Le 13 février 2020, a été publiée au Journal Officiel l’ordonnance n°2020-116, adoptée la veille et portant création d’un droit d’opposition aux brevets d’invention délivrés par l’Institut National de la Propriété Intellectuelle (INPI).

Tel que prévu par l’article 121 de la loi PACTE du 22 mai 2019, cette ordonnance donne aux tiers la possibilité d’introduire un recours administratif auprès de l’INPI à l’encontre d’un brevet d’invention en vue d’en demander la modification ou la révocation. L’ordonnance entrera en vigueur au 1er avril 2020, ses dispositions n’étant applicables qu’aux brevets d’invention publiés au Bulletin Officiel de la Propriété Intellectuelle (BOPI).

***

Jusqu’à présent, seule une action en nullité auprès du tribunal de grande instance permet de s’opposer à un brevet délivré par l’INPI. Cette action est particulièrement contraignante tant elle suggère des coûts importants, l’intervention de plusieurs acteurs et des délais longs et non maitrisables. Elle s’est ainsi révélée de nombreuses fois comme un obstacle pour les acteurs économiques les plus faibles, comme les chercheurs indépendants, les TPE, PME et les start-ups.

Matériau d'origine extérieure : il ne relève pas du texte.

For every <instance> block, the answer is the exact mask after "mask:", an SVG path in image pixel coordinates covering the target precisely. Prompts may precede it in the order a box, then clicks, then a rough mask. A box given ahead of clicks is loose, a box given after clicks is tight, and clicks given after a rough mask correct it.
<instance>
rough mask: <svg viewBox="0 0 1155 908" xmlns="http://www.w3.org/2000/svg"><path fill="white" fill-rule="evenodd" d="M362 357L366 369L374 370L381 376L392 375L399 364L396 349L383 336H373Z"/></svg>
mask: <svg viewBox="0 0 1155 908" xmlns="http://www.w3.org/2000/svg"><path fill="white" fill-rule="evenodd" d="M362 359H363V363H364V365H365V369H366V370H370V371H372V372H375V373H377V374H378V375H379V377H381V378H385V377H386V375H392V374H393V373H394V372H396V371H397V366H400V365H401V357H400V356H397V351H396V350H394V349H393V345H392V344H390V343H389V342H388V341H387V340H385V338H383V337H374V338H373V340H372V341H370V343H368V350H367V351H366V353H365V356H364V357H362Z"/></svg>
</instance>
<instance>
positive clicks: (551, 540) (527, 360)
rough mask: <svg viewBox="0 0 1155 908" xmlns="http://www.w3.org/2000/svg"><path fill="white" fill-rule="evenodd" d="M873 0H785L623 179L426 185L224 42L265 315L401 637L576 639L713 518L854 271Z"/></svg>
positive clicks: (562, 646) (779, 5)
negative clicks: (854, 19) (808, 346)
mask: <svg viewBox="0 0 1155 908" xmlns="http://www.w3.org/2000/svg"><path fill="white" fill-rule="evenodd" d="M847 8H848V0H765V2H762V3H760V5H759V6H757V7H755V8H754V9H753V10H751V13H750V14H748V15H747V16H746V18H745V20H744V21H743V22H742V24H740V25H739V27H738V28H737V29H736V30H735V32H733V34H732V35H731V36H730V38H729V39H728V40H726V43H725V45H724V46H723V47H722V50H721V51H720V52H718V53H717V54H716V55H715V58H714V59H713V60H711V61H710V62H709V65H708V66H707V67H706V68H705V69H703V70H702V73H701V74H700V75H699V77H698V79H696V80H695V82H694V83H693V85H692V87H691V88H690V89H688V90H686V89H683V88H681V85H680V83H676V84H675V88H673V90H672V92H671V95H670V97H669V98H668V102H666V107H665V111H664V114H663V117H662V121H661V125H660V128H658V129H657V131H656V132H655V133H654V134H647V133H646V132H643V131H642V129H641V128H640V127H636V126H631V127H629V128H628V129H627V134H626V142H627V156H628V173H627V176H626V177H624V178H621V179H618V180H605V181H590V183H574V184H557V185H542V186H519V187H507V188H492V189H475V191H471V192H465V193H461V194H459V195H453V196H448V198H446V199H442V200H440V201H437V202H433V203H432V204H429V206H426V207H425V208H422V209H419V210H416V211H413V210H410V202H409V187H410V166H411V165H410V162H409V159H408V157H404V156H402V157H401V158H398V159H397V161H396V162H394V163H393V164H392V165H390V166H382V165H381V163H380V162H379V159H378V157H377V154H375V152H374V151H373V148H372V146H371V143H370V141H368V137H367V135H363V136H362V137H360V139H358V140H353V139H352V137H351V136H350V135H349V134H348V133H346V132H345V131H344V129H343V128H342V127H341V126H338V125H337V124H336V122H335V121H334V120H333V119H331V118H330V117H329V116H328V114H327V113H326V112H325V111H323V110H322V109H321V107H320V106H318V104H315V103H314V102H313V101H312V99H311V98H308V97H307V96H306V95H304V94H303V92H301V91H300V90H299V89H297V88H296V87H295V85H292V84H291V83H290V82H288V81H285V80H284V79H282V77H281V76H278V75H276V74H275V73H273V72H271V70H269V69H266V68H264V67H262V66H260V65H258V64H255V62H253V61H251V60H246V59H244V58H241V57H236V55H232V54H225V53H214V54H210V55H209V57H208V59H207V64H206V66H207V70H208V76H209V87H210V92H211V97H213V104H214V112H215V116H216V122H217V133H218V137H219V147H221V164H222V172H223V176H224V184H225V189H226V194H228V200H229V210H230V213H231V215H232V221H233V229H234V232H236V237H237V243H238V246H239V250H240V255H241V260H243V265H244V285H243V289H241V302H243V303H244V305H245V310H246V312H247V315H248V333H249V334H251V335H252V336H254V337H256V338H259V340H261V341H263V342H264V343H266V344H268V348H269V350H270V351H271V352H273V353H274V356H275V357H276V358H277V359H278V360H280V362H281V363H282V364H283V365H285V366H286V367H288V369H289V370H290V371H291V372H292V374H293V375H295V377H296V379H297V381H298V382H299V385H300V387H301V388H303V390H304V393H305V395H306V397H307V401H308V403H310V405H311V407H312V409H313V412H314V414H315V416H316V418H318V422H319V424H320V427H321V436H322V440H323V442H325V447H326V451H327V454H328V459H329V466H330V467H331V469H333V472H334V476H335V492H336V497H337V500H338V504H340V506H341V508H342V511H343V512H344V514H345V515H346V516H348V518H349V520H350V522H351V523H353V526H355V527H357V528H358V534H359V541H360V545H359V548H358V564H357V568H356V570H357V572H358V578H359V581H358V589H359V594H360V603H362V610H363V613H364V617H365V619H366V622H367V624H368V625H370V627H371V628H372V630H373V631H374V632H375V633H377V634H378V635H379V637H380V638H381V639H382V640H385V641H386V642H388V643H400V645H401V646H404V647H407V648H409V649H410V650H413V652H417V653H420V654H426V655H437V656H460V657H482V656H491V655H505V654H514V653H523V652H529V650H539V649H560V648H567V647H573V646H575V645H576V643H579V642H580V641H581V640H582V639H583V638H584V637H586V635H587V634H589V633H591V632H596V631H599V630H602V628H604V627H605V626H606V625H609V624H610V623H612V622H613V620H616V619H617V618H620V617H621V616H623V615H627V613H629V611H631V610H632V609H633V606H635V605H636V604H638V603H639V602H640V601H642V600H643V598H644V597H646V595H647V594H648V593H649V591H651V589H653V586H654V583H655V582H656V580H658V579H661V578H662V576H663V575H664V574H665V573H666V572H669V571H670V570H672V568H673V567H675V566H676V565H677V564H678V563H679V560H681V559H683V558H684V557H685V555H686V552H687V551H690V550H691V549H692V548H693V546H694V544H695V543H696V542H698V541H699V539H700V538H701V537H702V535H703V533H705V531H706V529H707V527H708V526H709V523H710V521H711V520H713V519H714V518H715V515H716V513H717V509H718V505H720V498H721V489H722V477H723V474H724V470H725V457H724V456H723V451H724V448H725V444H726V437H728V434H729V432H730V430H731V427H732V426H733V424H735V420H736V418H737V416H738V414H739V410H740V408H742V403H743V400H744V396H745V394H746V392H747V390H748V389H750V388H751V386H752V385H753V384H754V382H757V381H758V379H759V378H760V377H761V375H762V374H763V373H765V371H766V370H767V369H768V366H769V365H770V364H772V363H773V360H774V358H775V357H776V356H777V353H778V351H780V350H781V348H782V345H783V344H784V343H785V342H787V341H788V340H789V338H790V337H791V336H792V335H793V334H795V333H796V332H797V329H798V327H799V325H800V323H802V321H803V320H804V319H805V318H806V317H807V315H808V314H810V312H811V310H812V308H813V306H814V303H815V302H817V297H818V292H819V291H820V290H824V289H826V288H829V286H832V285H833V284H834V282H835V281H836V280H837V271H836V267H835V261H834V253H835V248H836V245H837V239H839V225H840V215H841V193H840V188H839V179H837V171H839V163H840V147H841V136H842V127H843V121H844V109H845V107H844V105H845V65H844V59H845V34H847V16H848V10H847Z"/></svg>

L’article 121 de la loi PACTE a instauré un nouveau droit d’opposition aux brevets d’invention délivrés par l’INPI pour permettre aux tiers de demander par voie administrative la révocation ou la modification d’un brevet. Ce nouveau droit vise à mettre en place une procédure simplifiée dont les coûts (moindres) et les modalités devaient être précisés par voie d’ordonnance.

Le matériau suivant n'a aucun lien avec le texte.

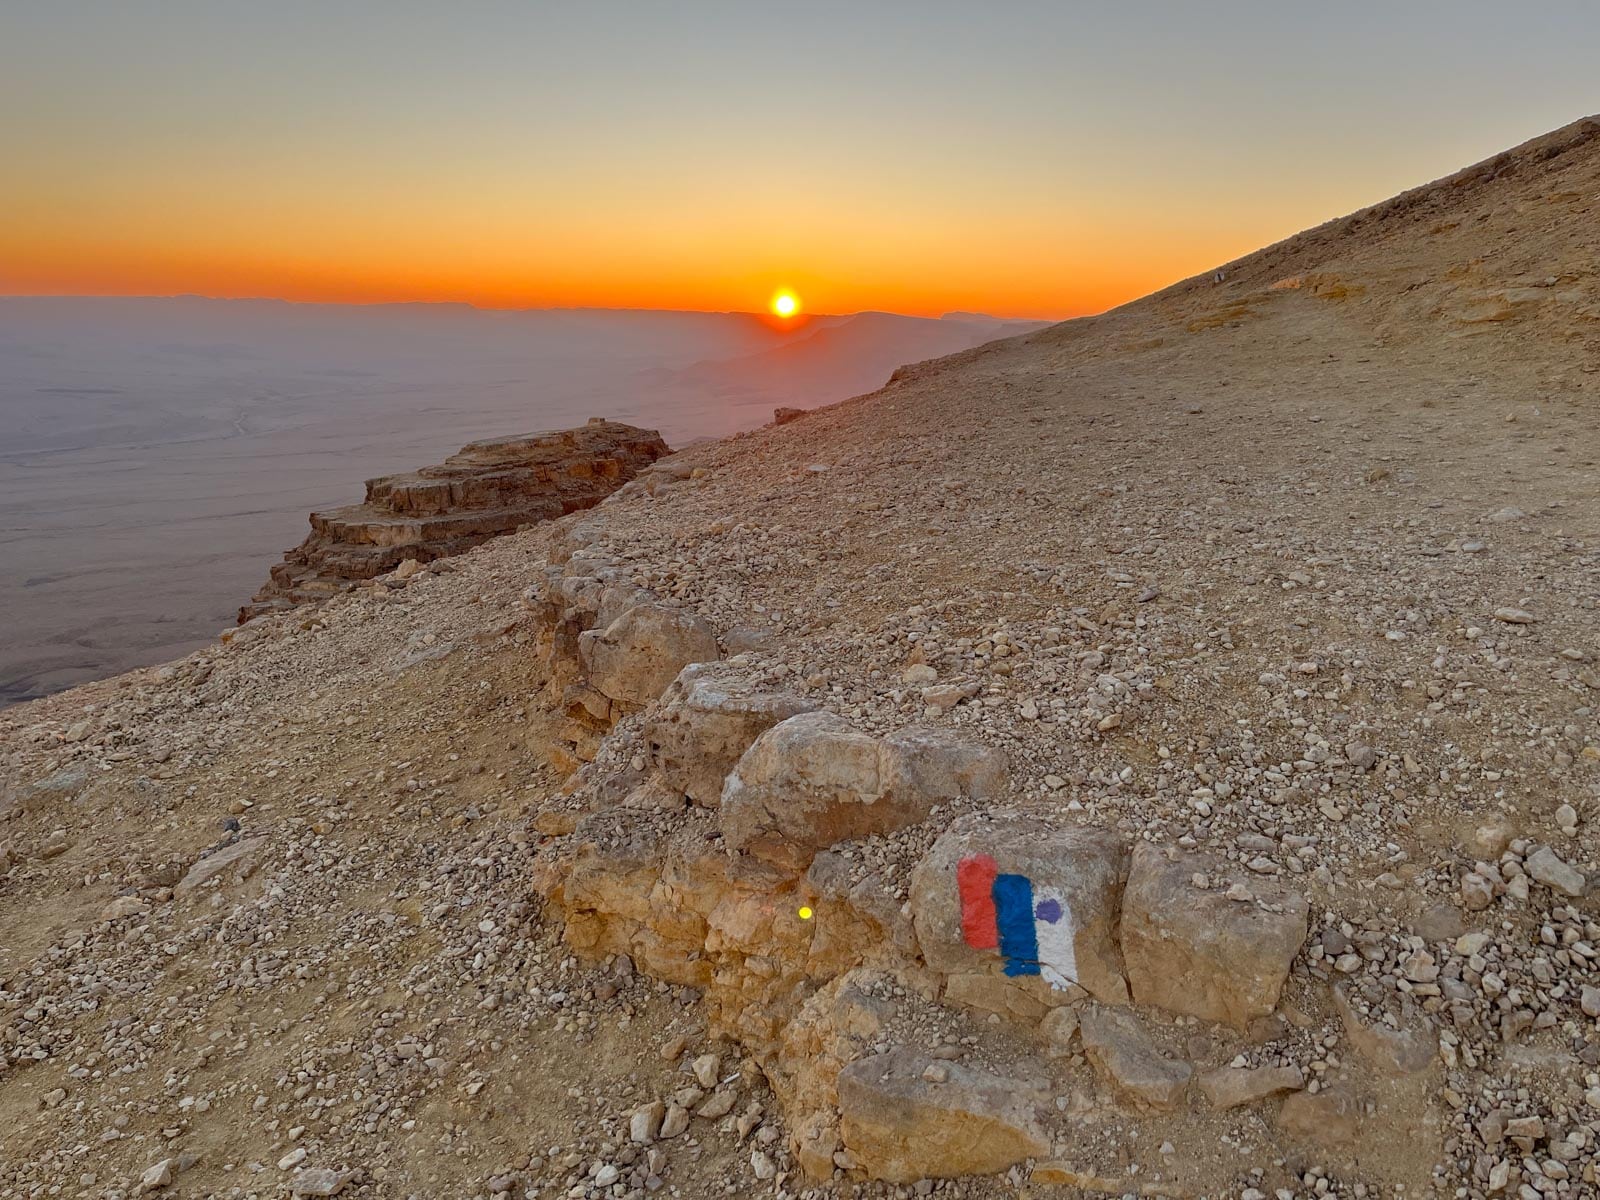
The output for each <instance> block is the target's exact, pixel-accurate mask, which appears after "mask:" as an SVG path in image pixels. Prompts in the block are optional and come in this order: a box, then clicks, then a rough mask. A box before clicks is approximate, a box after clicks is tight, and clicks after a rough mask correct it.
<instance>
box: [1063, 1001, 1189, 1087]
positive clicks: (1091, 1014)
mask: <svg viewBox="0 0 1600 1200" xmlns="http://www.w3.org/2000/svg"><path fill="white" fill-rule="evenodd" d="M1078 1032H1080V1035H1082V1037H1083V1050H1085V1053H1086V1054H1088V1058H1090V1062H1091V1064H1094V1069H1096V1070H1098V1072H1099V1074H1101V1075H1102V1077H1104V1078H1106V1082H1107V1083H1110V1085H1112V1086H1114V1088H1115V1090H1117V1093H1118V1094H1122V1096H1123V1098H1125V1099H1128V1101H1130V1102H1131V1104H1133V1106H1134V1107H1136V1109H1139V1110H1146V1112H1171V1110H1173V1109H1176V1107H1178V1106H1179V1104H1181V1102H1182V1098H1184V1091H1187V1088H1189V1080H1190V1078H1192V1077H1194V1067H1190V1066H1189V1064H1187V1062H1174V1061H1171V1059H1168V1058H1163V1056H1162V1053H1160V1051H1158V1050H1157V1048H1155V1043H1152V1042H1150V1038H1149V1035H1147V1034H1146V1032H1144V1026H1141V1024H1139V1019H1138V1018H1136V1016H1133V1014H1131V1013H1126V1011H1120V1010H1114V1008H1106V1006H1102V1005H1091V1006H1088V1008H1086V1010H1085V1011H1083V1016H1082V1018H1080V1024H1078Z"/></svg>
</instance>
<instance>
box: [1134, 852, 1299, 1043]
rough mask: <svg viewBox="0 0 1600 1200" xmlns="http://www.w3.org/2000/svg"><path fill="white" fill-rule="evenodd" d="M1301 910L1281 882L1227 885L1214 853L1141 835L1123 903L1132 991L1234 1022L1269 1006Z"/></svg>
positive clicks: (1289, 961) (1250, 1017) (1279, 985)
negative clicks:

C’est dans ce contexte que l’ordonnance du 12 février 2020 met fin à cette situation défavorable pour les inventeurs. En créant un droit d’opposition à l’encontre des brevets d’invention, elle marque le début d’une ère nouvelle permettant aux tiers de faire valoir leurs droits de propriété industrielle dans le cadre d’une procédure administrative simple et peu couteuse. Si le champ d’application de ce nouveau droit est limité aux seuls brevets d’invention, à l’exclusion des autres titres de propriété industrielle protégeant les inventions, comme le certificat d’utilité et le certificat complémentaire de protection, la sécurité juridique conférée aux tiers n’en est pas moins accentuée.

L’ordonnance compte trois chapitres et huit articles, le premier modifiant les livres IV et V du Code de la propriété intellectuelle, le second s’intéressant aux mesures d’application et d’adaptation pour l’outre-mer et le dernier détaillant les dispositions transitoires et finales. Dès l’entrée en vigueur de cette ordonnance, le 1er avril 2020, les missions de l’INPI se verront renforcées et une nouvelle obligation pèsera sur les épaules de son directeur général. Ce dernier aura la responsabilité de statuer sur les demandes d’opposition que les tiers pourraient former à l’encontre des brevets d’invention. Ce droit pourra être exercé par toute personne, à l’exception du titulaire du brevet, sans que sa mise en œuvre ne soit soumise à un intérêt à agir (article L.613-23 modifié du Code de la propriété intellectuelle). L’idée est de permettre aux tiers de s’opposer, sur tout ou partie du brevet, au monopole d’exploitation du titulaire sur son invention.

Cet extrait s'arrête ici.